Starting at the back

The very first kit to build is the empennage (that’s the tail end of the plane) and straight away I was thrown into learning new skills. It’s all very well having read the book, watched the you-tube tutorials, and owning a bunch of shiny new tools, but its al the more daunting when you start to get to work building on your own plane. After all this thing is going to take you several thousand feet above terra firma, and so it needs to be build right and the Kiwi mentality of “it’ll be right’ just doesn’t cut it in the world of aviation, where safety is everything.

The first thing you get to build is this :-

They might look like a couple of small parts to you, but it involved separating, deburring, priming, and then assembling with my first ever solid rivets, so felt like a minor accomplishment and milestone to actually build my first airplane part.

From then on it was onto building the other parts that make up the vertical stabilizer (that’s the tail fin thing that sticks up at the back)- repeating my new found skills and also adding to my CV the art of fluting, countersinking, dimpling, and what will become 2nd nature as the build progresses of clecoing, final drilling, de-clecoing, deburring, priming, re-clecoing, and then riveting parts together.

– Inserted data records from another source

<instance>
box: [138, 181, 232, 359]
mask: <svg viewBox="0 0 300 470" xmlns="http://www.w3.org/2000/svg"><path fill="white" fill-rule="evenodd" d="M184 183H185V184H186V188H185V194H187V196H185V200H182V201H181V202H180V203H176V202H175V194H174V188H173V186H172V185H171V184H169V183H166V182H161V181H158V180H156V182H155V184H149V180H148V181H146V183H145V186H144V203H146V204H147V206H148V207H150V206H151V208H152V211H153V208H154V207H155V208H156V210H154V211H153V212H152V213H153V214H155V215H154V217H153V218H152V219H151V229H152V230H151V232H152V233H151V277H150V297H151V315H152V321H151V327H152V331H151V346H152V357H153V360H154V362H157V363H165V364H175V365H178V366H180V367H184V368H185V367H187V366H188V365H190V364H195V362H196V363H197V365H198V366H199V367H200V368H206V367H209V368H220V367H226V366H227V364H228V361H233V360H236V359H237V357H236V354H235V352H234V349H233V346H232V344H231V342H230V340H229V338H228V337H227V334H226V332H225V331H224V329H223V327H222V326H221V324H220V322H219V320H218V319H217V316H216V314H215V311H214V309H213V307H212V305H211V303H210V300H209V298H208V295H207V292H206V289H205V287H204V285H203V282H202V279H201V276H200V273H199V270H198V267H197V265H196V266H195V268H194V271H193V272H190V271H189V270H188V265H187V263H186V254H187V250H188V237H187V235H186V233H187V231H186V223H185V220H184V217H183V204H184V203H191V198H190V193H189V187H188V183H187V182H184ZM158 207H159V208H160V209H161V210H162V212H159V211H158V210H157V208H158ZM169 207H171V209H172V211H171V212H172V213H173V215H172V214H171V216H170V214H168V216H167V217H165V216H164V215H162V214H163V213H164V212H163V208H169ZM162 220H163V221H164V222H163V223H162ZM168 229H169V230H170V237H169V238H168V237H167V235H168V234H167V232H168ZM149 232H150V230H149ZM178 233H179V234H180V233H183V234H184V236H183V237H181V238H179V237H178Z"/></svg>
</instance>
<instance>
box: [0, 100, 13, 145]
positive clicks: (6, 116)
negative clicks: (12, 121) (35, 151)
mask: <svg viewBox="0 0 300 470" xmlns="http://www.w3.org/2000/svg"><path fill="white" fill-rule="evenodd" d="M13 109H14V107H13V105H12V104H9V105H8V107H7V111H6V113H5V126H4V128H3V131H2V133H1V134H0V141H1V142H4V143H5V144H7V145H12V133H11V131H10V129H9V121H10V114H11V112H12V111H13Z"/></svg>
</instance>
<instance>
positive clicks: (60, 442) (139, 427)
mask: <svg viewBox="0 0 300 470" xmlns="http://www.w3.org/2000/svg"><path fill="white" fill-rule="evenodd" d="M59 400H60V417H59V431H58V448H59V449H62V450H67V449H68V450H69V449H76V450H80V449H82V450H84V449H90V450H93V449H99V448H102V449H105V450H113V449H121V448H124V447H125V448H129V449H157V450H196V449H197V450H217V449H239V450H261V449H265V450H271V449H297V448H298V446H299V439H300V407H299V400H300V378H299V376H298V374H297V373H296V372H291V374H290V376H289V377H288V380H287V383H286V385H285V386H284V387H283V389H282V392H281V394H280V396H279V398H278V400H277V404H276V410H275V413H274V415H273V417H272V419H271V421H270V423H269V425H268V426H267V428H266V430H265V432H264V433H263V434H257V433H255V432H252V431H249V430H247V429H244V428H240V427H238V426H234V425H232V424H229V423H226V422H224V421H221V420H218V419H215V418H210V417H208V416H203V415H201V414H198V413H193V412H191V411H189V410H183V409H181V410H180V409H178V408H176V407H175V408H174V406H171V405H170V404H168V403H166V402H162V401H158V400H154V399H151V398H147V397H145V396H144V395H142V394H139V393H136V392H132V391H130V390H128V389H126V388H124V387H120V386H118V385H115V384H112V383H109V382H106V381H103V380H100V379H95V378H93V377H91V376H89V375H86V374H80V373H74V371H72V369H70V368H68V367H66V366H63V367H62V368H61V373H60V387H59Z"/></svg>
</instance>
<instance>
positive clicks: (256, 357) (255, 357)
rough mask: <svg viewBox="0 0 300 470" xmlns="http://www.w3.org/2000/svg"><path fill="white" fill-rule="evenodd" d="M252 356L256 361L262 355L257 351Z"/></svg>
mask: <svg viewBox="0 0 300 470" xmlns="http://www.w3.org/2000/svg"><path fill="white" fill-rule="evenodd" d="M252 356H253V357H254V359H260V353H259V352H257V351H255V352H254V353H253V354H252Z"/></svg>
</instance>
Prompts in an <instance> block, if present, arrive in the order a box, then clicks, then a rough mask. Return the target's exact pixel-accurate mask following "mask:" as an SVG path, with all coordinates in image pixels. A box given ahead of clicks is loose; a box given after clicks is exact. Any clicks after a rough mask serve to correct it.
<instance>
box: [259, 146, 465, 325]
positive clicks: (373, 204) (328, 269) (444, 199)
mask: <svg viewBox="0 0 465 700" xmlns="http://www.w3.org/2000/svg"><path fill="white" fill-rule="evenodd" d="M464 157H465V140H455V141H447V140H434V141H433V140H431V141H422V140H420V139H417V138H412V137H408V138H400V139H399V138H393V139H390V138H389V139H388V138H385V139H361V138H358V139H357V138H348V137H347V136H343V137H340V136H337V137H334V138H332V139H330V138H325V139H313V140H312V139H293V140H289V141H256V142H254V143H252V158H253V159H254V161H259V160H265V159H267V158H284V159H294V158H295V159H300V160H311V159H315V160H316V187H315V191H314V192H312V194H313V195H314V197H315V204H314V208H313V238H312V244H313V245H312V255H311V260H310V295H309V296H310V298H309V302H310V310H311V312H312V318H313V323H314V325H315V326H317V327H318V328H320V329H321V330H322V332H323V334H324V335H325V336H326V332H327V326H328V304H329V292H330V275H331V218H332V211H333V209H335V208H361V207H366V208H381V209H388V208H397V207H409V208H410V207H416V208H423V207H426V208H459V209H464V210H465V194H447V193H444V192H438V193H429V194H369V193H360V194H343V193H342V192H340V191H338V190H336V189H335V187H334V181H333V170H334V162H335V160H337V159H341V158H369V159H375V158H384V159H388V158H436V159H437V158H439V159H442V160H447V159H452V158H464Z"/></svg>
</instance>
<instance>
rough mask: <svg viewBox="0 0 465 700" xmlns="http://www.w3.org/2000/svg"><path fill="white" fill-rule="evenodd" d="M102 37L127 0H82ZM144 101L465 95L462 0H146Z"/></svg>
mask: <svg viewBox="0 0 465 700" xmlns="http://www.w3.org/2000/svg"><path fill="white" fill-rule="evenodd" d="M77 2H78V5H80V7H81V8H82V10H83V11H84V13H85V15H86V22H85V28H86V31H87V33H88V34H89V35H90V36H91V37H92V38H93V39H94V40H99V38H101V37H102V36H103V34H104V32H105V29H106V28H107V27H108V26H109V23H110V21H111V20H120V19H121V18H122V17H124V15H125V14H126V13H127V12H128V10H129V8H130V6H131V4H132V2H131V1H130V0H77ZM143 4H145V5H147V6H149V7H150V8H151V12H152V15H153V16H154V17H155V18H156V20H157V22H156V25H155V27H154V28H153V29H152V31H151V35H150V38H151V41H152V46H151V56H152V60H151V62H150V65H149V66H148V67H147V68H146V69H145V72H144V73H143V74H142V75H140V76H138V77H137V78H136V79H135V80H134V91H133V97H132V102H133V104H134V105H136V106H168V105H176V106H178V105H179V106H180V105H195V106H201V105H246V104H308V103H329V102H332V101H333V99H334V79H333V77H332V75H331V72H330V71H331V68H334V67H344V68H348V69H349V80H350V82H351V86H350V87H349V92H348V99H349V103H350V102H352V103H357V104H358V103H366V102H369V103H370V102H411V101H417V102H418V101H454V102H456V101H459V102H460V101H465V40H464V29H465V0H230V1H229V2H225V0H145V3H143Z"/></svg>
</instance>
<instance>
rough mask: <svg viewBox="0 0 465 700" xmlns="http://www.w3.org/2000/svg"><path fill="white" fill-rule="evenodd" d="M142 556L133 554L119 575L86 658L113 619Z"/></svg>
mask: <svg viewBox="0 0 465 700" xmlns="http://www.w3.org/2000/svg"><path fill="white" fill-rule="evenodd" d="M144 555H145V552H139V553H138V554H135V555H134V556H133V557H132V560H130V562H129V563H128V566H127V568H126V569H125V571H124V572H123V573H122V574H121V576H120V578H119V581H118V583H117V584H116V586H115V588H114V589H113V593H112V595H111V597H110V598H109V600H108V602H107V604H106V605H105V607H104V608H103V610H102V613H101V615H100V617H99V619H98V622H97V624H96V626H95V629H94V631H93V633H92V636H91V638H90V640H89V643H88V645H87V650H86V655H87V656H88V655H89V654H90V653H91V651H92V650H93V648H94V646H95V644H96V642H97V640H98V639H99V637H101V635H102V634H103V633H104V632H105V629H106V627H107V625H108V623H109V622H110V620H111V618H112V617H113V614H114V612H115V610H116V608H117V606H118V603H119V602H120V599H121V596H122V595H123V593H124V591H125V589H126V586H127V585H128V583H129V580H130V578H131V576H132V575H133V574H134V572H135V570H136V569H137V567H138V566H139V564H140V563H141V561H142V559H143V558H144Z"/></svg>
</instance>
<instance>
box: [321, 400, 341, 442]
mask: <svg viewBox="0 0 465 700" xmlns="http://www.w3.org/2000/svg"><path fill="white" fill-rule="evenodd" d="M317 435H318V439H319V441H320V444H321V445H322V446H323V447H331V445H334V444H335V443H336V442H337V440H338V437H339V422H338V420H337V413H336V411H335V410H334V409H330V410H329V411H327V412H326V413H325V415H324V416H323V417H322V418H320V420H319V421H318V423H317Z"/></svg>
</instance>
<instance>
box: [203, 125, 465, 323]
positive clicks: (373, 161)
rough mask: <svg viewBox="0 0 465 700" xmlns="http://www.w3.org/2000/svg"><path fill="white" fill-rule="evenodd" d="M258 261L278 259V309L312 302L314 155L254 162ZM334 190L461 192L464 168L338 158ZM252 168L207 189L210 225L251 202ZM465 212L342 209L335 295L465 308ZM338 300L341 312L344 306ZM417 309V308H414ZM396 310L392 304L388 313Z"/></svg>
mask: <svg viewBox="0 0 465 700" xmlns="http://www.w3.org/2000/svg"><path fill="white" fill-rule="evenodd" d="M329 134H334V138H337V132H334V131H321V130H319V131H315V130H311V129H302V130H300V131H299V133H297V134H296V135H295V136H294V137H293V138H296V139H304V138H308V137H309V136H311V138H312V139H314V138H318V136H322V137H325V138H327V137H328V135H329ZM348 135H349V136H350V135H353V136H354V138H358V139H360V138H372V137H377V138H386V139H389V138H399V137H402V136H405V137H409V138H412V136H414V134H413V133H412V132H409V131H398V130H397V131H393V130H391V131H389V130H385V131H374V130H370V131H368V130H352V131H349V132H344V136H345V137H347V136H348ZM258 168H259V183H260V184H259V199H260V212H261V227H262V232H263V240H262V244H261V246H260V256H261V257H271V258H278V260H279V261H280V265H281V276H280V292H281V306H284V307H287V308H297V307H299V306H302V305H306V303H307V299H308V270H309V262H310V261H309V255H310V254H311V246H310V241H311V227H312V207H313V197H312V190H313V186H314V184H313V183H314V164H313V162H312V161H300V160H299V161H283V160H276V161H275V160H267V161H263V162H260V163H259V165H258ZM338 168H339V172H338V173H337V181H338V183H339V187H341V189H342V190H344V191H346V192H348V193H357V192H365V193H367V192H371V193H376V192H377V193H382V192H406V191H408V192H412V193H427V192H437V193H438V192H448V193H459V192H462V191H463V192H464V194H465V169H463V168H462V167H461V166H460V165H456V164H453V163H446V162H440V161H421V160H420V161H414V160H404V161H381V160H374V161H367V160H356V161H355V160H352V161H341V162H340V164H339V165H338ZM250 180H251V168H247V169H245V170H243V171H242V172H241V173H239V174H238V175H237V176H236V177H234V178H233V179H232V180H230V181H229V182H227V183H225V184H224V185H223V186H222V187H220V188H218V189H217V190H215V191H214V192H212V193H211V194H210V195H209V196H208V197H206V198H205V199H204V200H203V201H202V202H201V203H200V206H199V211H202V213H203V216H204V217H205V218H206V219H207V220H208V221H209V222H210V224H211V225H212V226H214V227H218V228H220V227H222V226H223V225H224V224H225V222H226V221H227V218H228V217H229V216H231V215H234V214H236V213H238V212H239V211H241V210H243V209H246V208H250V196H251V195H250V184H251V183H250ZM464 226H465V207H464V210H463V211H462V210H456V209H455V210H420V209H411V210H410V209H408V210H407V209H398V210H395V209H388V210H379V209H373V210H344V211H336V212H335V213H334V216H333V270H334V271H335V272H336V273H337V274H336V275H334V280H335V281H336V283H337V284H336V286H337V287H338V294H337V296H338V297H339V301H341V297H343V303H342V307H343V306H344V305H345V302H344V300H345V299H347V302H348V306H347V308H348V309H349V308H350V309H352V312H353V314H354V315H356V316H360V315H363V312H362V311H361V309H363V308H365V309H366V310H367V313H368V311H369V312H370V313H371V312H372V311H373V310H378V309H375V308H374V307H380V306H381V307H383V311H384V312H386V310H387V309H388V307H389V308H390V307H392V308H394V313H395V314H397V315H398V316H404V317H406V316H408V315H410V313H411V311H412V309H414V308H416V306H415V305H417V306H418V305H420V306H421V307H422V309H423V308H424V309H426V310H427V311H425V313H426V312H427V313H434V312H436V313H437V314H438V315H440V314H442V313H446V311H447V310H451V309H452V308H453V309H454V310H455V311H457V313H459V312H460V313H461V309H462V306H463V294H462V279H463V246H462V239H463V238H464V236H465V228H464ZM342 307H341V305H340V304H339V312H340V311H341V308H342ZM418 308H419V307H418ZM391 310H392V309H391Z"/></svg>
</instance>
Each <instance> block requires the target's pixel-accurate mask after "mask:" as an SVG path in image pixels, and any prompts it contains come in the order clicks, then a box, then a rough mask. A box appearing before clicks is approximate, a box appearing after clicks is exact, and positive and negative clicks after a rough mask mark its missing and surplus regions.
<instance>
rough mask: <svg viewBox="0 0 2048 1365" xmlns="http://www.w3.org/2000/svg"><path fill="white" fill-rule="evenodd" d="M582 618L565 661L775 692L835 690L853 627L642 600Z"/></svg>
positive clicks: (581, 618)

The weekend and a few evenings later I had my first real part that looked like it actually belonged on a plane! The instructions are (almost) idiot proof and make a lot sense to the first time builder, though I did find myself reading, and re-reading everything in the section just to be 100% sure of what I was supposed to be doing (that goes against my normal mentality of only reaching for a manual as a last resort). But in the end it turned out pretty good!